The Nazis began the mass arrests of French Jews in 1942. Many Jews came to Father Dimitri Klepinin asking him for baptismal certificates, to avoid being deported and sent to the Nazi death camps. Father Dimitri believed his Christian Faith demanded that he act saying, “I think the good Christ would give me that paper if I were in their place. So I must do it… If a man surprised by a storm takes shelter in a church, do I have the right to close the door?”
In February, 1943 he Father Dimitri was interrogated by a German Gestapo officer named Hoffman.
Hoffman: “If we release you, will you promise never again to aid Jews?”

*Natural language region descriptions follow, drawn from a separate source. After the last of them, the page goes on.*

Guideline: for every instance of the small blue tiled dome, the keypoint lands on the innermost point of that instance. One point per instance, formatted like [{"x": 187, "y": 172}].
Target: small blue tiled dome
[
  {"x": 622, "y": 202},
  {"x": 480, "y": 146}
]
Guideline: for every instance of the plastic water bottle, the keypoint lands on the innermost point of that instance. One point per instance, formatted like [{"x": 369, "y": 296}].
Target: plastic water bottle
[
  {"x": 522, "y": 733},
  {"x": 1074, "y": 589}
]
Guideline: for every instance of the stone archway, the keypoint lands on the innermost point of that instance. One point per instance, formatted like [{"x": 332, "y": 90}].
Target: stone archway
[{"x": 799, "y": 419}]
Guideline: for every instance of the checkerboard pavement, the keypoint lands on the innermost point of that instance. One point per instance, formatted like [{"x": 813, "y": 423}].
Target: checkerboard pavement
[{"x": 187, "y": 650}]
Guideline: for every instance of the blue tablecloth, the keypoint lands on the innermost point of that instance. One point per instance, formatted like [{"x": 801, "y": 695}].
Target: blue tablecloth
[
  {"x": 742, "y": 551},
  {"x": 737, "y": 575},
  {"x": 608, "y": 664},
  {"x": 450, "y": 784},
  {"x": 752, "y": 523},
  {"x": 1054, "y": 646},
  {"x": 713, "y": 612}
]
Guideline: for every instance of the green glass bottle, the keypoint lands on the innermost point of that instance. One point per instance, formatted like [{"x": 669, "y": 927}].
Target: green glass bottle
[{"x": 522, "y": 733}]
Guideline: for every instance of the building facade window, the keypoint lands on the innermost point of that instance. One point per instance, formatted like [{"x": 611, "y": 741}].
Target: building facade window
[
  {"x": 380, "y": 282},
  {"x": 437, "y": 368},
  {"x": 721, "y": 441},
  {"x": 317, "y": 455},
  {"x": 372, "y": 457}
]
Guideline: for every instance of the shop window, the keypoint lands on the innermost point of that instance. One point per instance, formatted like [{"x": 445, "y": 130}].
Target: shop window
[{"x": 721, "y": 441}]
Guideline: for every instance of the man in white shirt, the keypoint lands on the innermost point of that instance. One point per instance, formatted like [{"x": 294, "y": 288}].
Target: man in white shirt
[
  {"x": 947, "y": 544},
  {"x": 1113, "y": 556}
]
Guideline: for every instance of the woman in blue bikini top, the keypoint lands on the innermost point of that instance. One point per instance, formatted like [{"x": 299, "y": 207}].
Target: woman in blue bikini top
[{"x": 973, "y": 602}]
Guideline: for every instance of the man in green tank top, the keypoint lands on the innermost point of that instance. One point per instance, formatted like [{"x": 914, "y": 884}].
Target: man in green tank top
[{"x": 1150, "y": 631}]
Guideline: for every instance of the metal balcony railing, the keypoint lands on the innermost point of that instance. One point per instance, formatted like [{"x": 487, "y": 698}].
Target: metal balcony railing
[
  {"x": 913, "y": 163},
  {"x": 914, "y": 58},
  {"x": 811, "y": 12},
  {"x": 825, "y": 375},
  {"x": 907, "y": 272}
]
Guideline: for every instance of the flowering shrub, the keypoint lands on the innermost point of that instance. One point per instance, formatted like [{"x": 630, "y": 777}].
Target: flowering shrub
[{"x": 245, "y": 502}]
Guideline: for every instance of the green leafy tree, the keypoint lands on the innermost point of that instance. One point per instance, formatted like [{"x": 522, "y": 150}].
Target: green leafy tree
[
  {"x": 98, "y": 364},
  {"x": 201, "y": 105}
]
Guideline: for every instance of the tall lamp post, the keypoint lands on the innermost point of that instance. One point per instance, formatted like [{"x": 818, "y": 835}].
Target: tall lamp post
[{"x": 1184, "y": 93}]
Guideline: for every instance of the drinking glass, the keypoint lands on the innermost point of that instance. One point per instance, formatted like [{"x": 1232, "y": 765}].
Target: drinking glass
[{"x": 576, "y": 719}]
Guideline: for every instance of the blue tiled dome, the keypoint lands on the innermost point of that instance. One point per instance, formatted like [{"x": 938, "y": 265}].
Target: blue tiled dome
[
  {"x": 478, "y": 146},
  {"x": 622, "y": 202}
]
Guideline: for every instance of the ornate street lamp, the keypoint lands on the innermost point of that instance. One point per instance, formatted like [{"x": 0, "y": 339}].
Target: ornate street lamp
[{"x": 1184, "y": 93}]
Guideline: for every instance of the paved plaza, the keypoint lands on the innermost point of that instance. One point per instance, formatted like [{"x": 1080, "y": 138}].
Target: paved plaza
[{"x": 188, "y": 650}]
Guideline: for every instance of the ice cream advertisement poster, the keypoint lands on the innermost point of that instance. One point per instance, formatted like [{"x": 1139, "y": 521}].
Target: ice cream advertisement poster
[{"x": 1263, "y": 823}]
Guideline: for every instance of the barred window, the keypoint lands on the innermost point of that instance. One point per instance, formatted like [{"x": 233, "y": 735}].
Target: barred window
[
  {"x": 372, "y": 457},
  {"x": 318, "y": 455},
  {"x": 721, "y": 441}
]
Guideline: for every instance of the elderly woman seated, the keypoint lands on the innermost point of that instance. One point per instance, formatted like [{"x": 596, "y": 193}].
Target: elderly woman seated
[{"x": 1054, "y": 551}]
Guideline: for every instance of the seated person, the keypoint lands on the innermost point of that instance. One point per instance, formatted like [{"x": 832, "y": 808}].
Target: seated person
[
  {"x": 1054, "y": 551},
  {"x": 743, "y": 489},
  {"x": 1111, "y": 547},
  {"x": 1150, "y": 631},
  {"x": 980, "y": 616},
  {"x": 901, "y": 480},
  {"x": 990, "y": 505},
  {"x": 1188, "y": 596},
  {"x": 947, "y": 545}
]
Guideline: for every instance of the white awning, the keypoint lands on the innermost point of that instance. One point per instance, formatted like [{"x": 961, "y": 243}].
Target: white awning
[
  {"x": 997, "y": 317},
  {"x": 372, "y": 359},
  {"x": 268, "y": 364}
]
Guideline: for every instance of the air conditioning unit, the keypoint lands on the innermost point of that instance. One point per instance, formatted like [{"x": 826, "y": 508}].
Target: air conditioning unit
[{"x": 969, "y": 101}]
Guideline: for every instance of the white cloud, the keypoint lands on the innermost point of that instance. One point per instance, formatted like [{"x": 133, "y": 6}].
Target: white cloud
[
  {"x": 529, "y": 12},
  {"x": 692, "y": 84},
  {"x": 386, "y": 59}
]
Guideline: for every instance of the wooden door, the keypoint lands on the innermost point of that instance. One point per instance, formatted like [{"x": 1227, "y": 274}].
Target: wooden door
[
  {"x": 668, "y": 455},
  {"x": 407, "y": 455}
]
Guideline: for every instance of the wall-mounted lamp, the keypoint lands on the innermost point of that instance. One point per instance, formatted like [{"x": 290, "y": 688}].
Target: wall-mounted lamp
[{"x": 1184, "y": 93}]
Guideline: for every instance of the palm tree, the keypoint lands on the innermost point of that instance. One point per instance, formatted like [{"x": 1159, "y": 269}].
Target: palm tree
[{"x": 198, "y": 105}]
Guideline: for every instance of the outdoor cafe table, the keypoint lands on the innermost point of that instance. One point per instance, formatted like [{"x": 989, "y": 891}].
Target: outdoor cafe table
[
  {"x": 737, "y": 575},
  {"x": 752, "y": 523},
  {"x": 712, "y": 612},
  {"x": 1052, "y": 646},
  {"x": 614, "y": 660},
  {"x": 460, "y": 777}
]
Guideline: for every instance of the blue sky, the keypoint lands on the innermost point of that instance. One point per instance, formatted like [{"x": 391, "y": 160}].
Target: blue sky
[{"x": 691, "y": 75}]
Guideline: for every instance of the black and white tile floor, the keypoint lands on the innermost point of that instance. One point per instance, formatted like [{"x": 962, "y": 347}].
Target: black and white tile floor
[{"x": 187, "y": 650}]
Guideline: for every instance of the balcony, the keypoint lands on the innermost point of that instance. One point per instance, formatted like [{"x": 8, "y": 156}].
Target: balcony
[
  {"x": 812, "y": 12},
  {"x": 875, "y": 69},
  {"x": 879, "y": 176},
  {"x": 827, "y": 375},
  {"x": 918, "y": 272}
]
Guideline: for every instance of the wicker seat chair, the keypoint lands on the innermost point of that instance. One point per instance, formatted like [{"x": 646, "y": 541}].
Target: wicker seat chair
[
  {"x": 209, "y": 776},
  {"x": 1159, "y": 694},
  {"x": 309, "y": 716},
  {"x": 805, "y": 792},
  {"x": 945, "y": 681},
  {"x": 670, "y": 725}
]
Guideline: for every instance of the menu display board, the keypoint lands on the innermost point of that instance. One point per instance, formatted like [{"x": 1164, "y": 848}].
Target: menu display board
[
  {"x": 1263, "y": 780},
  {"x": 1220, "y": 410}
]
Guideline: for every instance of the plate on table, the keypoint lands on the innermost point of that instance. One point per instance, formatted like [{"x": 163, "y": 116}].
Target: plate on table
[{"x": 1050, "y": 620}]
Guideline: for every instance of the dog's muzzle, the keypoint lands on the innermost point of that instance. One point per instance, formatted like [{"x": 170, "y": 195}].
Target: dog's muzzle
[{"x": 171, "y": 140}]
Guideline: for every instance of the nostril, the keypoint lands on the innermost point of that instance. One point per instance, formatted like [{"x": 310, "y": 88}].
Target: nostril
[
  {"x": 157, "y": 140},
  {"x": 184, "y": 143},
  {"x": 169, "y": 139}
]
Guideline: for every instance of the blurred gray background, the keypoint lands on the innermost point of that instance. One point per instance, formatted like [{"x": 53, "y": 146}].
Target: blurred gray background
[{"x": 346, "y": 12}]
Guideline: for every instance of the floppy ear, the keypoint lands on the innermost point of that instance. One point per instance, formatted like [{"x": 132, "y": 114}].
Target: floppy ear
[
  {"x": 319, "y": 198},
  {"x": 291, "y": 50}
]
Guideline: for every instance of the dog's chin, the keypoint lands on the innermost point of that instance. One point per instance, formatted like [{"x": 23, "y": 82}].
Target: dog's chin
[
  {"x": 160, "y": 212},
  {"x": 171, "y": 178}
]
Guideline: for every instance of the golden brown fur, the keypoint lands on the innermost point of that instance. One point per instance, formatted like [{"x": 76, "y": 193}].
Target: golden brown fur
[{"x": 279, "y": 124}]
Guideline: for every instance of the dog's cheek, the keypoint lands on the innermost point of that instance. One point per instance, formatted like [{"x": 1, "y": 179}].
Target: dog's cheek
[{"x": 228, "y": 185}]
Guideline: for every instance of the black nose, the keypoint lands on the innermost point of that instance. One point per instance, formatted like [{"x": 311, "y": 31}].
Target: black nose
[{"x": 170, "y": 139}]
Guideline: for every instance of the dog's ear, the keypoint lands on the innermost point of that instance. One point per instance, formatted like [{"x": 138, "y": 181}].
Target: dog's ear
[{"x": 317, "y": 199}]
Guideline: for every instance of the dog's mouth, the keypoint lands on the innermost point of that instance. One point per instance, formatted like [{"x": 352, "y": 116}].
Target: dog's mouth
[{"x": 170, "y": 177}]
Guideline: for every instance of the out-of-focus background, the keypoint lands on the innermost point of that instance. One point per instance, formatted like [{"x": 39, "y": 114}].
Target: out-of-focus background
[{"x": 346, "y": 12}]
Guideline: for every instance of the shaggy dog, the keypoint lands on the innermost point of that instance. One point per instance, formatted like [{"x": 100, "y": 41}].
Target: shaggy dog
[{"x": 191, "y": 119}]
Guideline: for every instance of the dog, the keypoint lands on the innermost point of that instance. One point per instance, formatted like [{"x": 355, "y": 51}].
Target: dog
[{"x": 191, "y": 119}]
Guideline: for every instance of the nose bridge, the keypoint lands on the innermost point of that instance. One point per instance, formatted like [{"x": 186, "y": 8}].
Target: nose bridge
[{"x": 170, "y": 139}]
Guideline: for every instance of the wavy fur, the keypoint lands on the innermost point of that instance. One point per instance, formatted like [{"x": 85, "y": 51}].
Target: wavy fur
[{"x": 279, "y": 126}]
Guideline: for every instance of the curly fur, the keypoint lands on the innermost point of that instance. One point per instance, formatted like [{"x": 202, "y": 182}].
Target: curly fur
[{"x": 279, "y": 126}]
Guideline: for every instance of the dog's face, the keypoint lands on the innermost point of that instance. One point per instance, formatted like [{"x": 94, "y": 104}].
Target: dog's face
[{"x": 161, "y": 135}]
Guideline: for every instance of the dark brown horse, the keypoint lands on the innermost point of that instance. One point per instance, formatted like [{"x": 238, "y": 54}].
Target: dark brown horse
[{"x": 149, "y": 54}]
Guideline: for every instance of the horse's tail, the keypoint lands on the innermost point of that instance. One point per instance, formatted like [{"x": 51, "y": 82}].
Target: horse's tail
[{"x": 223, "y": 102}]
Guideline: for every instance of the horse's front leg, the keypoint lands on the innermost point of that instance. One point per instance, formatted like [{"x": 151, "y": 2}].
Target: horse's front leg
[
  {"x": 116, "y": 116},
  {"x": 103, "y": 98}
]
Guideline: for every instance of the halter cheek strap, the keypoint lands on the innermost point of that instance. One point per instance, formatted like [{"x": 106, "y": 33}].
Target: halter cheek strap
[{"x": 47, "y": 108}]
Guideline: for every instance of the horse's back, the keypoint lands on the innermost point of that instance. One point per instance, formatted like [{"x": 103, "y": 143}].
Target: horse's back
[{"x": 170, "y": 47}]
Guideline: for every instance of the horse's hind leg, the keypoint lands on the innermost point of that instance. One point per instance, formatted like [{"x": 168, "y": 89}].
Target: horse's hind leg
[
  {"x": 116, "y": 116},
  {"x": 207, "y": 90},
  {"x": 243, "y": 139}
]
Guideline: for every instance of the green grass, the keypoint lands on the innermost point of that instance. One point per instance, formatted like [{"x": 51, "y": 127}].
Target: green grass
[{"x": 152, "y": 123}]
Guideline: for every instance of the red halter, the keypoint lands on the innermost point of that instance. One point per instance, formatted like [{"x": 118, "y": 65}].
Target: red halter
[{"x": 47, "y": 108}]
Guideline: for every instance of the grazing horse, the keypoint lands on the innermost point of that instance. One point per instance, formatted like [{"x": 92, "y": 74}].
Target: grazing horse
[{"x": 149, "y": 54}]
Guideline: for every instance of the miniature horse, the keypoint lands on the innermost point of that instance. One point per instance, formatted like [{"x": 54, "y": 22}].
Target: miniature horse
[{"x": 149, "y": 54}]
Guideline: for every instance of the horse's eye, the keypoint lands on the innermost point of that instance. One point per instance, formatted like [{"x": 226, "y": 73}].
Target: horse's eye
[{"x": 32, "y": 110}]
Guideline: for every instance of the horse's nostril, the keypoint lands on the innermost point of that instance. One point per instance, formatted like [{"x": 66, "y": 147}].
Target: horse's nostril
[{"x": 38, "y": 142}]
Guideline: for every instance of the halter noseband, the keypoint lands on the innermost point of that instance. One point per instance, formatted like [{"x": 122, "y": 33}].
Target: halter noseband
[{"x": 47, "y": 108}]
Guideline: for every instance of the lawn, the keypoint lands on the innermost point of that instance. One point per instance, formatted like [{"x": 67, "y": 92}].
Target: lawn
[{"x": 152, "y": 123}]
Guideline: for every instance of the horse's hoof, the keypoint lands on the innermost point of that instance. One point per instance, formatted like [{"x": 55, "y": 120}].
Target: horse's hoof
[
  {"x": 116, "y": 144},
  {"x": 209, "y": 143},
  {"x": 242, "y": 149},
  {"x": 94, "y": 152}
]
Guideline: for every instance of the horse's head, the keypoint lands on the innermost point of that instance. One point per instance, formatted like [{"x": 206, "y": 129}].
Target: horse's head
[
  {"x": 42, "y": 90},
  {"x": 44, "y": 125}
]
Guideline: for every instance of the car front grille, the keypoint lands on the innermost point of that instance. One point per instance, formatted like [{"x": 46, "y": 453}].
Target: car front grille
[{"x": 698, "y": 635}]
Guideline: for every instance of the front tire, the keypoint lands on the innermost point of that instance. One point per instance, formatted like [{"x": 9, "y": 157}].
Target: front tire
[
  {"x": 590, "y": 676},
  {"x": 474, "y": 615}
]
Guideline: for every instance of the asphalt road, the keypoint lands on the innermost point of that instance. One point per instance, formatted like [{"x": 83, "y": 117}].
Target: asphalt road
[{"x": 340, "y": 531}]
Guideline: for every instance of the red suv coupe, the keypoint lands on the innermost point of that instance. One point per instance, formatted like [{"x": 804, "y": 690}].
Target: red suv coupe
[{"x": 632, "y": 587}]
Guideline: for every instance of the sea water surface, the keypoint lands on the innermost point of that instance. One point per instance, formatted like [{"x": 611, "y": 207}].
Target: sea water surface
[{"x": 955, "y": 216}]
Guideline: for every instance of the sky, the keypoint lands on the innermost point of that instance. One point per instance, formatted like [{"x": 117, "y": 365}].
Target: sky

Father Dimitri: “I can say no such thing. I am a Christian, and must act as I must.”
Hoffman: (striking the priest across the face he screamed) “Jew lover! How dare you talk of those pigs as being a Christian duty!”
Father Dmitri: (raising the Cross from around his neck) “Do you know this Jew?”
Father Dimitri was then sent to a prison camp. He was abused and ridiculed by the guards who shoved him shouting, “Jew! Jew!” In response Dimitri said, “Remember that Jesus Christ had to bear much greater humiliations.”
A year later, Father Dimitri was sent to the Buchenwald concentration camp, in Germany. His health broken, suffering from pneumonia, he died on February 9, 1944 and his body was burned in the Buchenwald crematorium.